Enterprise software stocks have been beaten down this year, but only one pairs that discount with accelerating growth. We compare Salesforce and ServiceNow to help you decide.
Enterprise software stocks have taken a hit this year, with both Salesforce (CRM) and ServiceNow (NOW) seeing significant declines. However, the two companies are on different growth trajectories, making the investment decision nuanced.
Stock Performance
Both stocks have underperformed the broader market in 2026, pressured by macroeconomic headwinds and sector rotation. Yet, their fundamentals tell different stories.
Growth and Valuation
- Salesforce: Revenue growth has slowed as the company prioritizes profitability and cost-cutting. Its valuation (P/E ratio) has contracted, making it appear cheaper on a historical basis.

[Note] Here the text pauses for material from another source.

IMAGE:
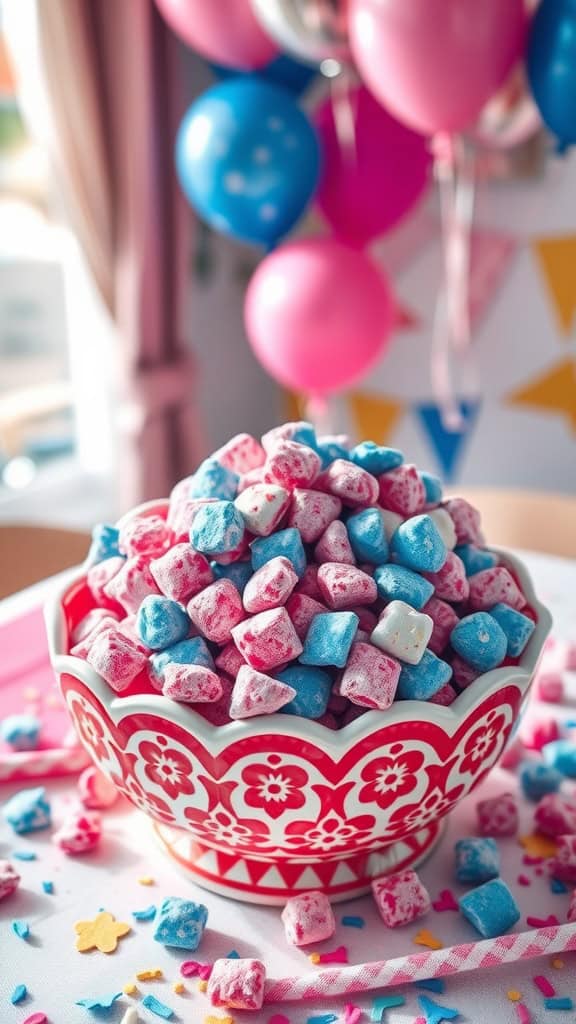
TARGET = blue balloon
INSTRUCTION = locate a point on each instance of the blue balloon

- ServiceNow: Continues to deliver strong revenue growth driven by its workflow automation platform. Its valuation is higher, but the accelerating growth may justify the premium.
Analyst Views
Some analysts favor ServiceNow for its superior growth, while others see Salesforce as undervalued after the pullback. The divergence in opinion highlights the trade-off between growth and value.
What We Conclude
There is no one-size-fits-all answer. Growth-oriented investors may lean toward ServiceNow, while value-conscious investors might find Salesforce attractive. The upcoming quarterly earnings will be crucial in validating each company's trajectory.